How can third parties object to SPC applications under the new system?

Under the current proposals, there will be two means for third parties to object to SPC applications:

1. Third party observations will be allowed within three months of the SPC application being published. As with the current European patent system, filing observations will not make the observer a party to the proceedings.
2. Pre-grant oppositions may be filed within two months of the examination opinion. The grounds for opposition may only be the four criteria under Article 3. The proposed pre-grant opposition system has raised concerns that third parties will file oppositions and delay the opposition procedure to prevent SPCs being granted before the basic patent expires, enabling them to get products on the market while the SPC is still pending.

Who will be able to represent SPC applicants under the new system?

National patent attorneys, European patent attorneys, and lawyers authorised to practice before member state courts and established in the EU will all be able to represent SPC applicants. With offices in both the UK and Germany, D Young & Co will be able to act for applicants in this regard, even if the EUIPO becomes the filing office for centralised SPCs.

Will paediatric extensions of SPCs still be possible under the new system?

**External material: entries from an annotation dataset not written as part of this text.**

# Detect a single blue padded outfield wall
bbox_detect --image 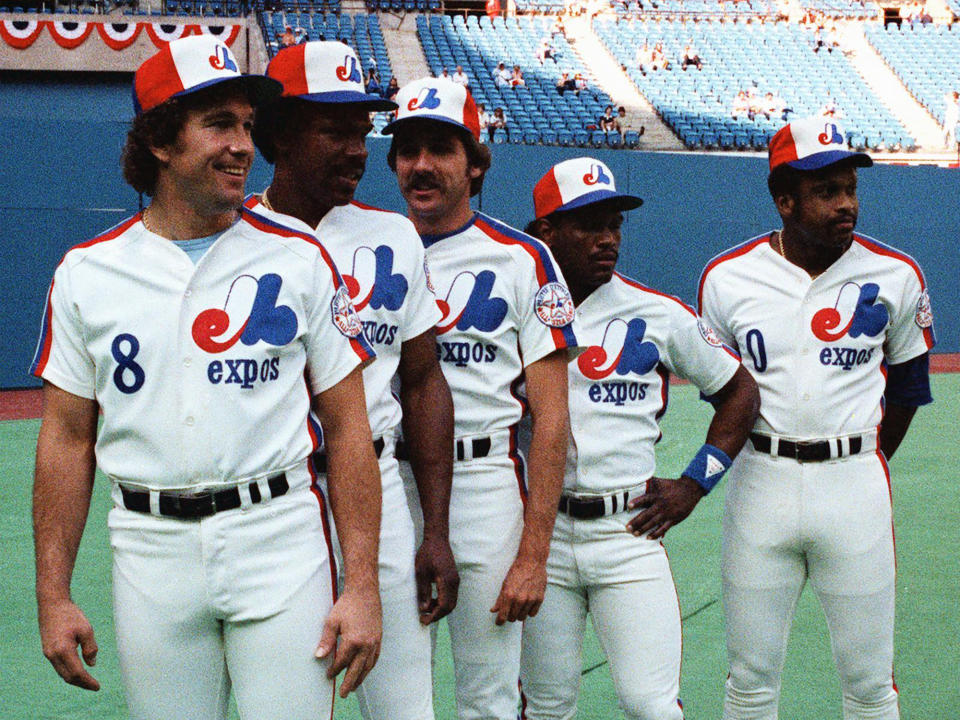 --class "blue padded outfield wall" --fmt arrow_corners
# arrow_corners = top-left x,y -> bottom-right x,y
0,73 -> 960,388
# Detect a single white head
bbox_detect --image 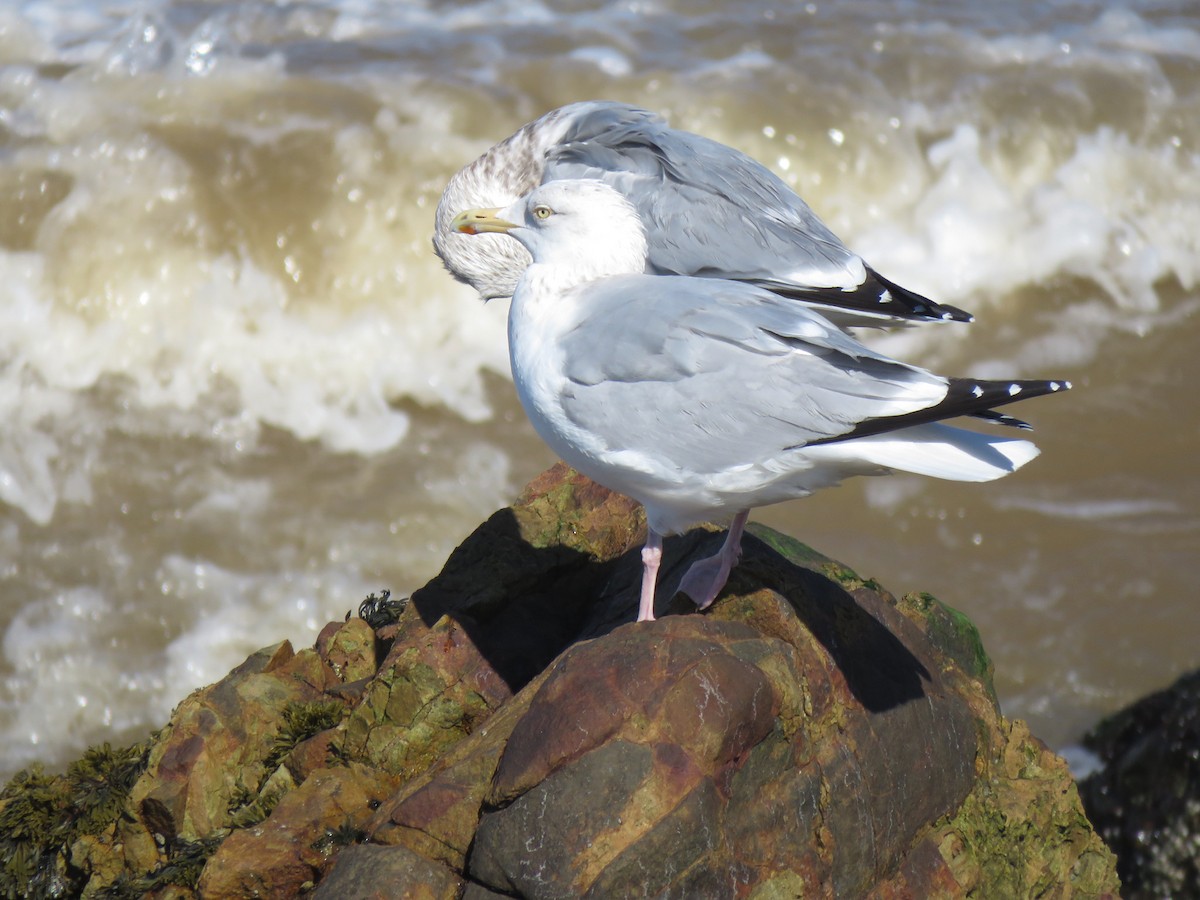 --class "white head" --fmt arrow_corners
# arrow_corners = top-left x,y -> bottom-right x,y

Medicines which have undergone paediatric studies in compliance with a paediatric investigation plan (PIP) are currently entitled to a further six-month extension of the SPC, regardless of the outcome of the paediatric studies.

This will continue under the new system, will provisions that largely parallel those proposed for SPCs. In particular, it is proposed that paediatric extensions applications must also be filed at the EUIPO if the EMA was the regulatory route for agreeing the PIP and confirming that the studies have been carried out in compliance with it.

When are the changes likely to come into force?

The EU Parliament approved the four draft Regulations in February 2024. Under the EU’s normal legislative procedure, the draft legislation has now reverted to the EU Council and Commission for their review.

Although it is difficult to predict exactly when the legislation will come into force, it is possible that it will do so late 2025 or 2026. We will keep you informed of developments as to its progress.